It hasn’t been that long since employers who were interested in recruiting someone for employment would do a background and reference check without telling the individual he or she was being considered for the job. The rationale was that not informing the candidate meant the employer wouldn’t have to explain why a job offer wasn’t made, should something negative turn up in the background or reference report. In many instances where a background check was made without the prospective candidate’s permission, the individual would never even know he was being considered for the job!
This approach has been altered rather dramatically over the years. No longer can an employer carry out a background and reference check without the prospective candidate’s knowledge. Of course, the nature of the employment marketplace has changed, as well.

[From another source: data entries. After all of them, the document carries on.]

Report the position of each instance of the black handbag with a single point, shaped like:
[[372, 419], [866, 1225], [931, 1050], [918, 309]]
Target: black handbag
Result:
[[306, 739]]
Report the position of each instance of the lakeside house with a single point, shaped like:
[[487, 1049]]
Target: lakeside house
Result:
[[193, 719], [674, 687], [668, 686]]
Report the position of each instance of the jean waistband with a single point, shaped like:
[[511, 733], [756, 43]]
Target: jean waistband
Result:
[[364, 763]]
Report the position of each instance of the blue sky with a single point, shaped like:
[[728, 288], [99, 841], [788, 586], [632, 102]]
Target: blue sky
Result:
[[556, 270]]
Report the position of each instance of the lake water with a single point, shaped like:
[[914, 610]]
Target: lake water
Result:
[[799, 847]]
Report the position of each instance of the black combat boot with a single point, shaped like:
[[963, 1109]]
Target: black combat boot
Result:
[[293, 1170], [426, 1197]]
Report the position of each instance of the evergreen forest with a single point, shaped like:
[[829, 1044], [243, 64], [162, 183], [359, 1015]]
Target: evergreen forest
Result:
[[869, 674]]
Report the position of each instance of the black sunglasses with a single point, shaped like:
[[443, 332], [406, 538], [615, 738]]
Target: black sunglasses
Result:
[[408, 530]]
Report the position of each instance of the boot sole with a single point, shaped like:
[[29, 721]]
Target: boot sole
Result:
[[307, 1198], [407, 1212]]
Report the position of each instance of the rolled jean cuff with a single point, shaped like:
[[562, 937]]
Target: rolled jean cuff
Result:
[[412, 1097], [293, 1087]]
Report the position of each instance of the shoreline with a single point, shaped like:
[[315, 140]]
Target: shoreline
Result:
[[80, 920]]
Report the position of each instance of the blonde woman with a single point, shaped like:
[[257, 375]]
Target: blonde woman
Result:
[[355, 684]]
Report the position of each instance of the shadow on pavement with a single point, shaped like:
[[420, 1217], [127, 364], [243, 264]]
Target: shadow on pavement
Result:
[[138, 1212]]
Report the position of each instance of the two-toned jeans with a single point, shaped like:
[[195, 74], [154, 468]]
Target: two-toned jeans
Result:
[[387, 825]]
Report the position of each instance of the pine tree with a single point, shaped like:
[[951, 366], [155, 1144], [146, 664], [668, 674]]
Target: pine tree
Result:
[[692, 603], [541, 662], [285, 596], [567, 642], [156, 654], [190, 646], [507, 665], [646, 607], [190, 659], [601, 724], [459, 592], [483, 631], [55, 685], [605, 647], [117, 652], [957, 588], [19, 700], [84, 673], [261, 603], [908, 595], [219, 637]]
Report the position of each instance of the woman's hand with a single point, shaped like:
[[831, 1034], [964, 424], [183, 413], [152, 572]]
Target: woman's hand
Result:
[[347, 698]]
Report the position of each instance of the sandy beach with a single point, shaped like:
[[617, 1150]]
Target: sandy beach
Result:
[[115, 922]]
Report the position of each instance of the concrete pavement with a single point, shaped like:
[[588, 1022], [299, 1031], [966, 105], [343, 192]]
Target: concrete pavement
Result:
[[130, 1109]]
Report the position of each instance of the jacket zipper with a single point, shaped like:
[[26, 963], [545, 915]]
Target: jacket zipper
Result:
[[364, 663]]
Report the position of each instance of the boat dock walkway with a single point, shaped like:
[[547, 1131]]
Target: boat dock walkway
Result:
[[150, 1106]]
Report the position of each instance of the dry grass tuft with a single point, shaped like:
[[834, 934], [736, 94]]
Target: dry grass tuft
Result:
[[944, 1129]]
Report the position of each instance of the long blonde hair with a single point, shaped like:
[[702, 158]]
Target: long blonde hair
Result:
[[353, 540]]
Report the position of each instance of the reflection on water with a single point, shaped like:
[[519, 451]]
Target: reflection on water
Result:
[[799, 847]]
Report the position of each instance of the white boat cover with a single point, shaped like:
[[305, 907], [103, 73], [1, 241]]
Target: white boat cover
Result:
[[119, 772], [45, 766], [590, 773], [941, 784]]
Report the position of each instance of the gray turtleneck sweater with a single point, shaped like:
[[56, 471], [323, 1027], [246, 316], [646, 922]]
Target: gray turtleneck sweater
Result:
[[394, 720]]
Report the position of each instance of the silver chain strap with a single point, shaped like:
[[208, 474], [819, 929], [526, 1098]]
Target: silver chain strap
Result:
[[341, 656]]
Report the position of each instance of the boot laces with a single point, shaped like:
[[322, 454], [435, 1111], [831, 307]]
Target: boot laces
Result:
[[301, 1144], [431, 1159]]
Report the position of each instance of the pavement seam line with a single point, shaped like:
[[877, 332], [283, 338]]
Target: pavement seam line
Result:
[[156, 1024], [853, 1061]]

Employers are less reluctant to advertise that they have vacancies to fill, and most (but not all) employers know they must obtain written consent from the prospective candidate before starting a background or reference check.
If a third-party vendor is used, the Fair Credit Reporting Act specifies that an “Adverse Action Notice” must be sent to the candidate for employment. It stipulates, “If a company denies an applicant work based on findings in a report, notification of the decision must be given to the potential hire so they can dispute any inaccurate information.” Applicants also have a right to receive a free copy of the document within 60 days of the decision.
However, before any of that can take place, the prospective candidate must give his express permission for anything to be verified or checked. Times have changed!